Très vite le petit Claude devient le vecteur des sentiments, nous pleurons et rions avec lui, il découvre cette vie de bohème comme seuls les enfants peuvent le faire, avec une innocence touchante.
J'ai envie de vous raconter le film mais, l'expérience à suivre et bien trop généreuse pour vous priver du plaisir de le découvrir, donc je décide de vous livrer uniquement les informations contenues dans le synopsis et la bande annonce.
Gatlif, filme ou plutôt photographie les camps de concentration, comme des photos d'archives, un peuple figé comme mort, non pas physiquement mais intérieurement vide, comme si l'âme des détenus s'était en allée avec leur liberté. L'illustration de Gatlif me laisse sans voix. Il fait avec pudeur ce que d'autres ont fait avec violence, laissant leur dignité aux défunts.
Le film se termine, je ne sais pas quelle réaction avoir. Il m'est difficile de mettre des mots justes en sortant de la salle. Je dirais : sincère, touchant, libre, nostalgique, onirique, merci.

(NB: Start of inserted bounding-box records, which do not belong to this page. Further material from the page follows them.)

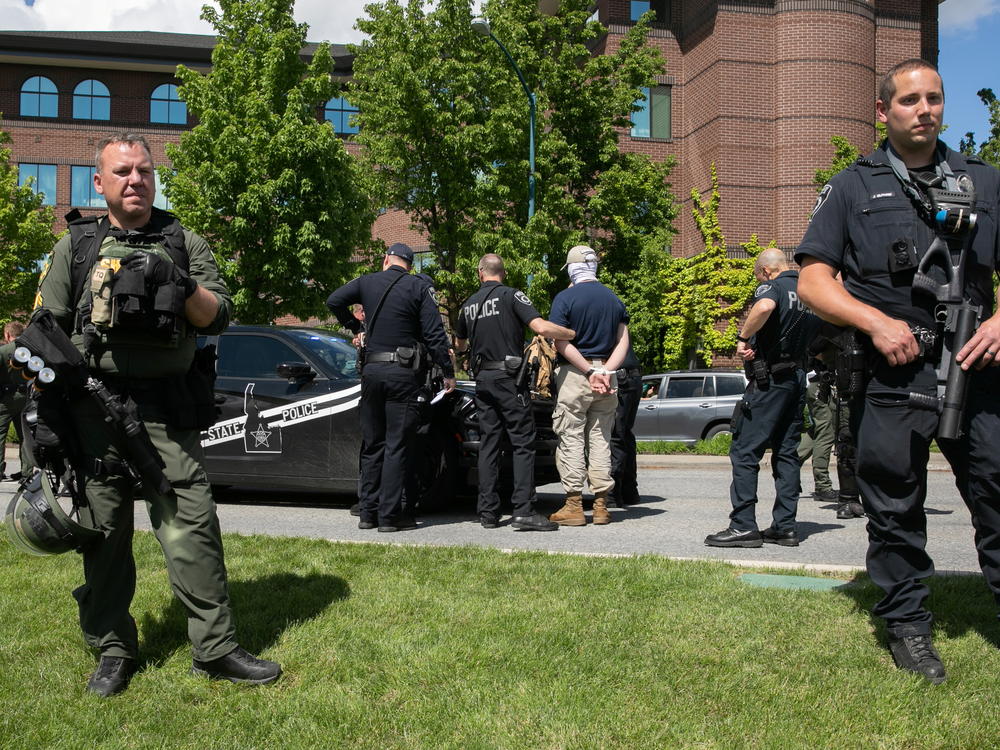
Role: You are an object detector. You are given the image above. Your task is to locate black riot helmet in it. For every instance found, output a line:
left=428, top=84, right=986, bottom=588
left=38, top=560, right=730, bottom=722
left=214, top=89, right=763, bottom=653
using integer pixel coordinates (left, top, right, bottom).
left=4, top=469, right=101, bottom=556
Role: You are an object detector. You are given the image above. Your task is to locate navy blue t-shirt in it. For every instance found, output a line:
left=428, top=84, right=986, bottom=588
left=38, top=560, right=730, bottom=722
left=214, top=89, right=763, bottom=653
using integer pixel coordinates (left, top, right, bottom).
left=549, top=281, right=628, bottom=359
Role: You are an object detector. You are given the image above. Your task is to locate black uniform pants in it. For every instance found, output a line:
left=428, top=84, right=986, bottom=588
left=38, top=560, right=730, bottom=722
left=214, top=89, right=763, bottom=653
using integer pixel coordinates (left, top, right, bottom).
left=729, top=368, right=806, bottom=531
left=855, top=363, right=1000, bottom=637
left=358, top=362, right=422, bottom=526
left=476, top=370, right=535, bottom=517
left=608, top=373, right=642, bottom=505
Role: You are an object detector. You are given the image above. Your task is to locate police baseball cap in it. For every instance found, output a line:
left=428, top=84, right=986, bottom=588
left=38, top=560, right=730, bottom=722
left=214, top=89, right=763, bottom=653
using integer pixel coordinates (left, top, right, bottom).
left=385, top=242, right=413, bottom=263
left=559, top=245, right=599, bottom=271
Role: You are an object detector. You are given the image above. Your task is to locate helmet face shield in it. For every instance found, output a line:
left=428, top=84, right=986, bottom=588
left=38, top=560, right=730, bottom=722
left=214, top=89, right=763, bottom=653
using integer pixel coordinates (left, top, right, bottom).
left=4, top=470, right=101, bottom=556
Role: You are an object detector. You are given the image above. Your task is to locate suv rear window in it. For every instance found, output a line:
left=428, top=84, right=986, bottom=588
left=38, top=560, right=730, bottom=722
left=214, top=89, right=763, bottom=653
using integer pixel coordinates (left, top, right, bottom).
left=715, top=374, right=747, bottom=396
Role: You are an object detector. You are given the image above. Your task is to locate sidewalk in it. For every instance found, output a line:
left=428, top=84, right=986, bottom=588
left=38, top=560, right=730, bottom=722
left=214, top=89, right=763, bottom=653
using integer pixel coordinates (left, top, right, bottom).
left=636, top=452, right=951, bottom=471
left=5, top=443, right=951, bottom=471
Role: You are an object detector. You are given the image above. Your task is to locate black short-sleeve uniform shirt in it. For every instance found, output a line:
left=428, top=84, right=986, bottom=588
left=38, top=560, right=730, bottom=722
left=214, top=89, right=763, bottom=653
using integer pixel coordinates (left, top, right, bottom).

Les comédiens se livrent dans sans retenue, le réalisateur donne encore un morceau de lui-même et pas n'importe lequel. On sent qu'il y met son courage et ses tripes, la première phrase qui me vient à l'esprit: " c'est ça du vrai cinéma !!! "
Ce film me rappelle mon enfance quand nous pouvions voyager, les odeurs du feu de bois qui attendaient dans un réchaud la viande à cuire ou du café aux tables des auvents de caravanes après le repas, les cris et les rires des enfants jouant dans les champs ou la forêt, le chant des gouttes d'eau les soirs de pluie, la musique, les guitaristes que mon père faisait venir jsous notre auvent l'été quand la nuit tardait à venir, les tables alignées sur l'herbe au moment où les familles décidaient de manger ensemble, les mamans apportant toutes une marmite en faisant mine de se plaindre de la vaisselle à venir, la façon de consoler nous embrassant quand l'un de nous était triste ou en colère. J'ai voyagé pendant pratiquement deux heures, retrouvé des sensations familières et pourtant lointaines. Merci Tony Gatlif pour avoir montré aux Français sédentaires ou gens du voyage, ceux que l'histoire veut parfois trop vite oublier.
Merci aux comédiens d'avoir incarné, nos peurs, nos doutes, notre colère, notre amour et notre liberté.
Et les autres " allez le dicave il est latcho le film ".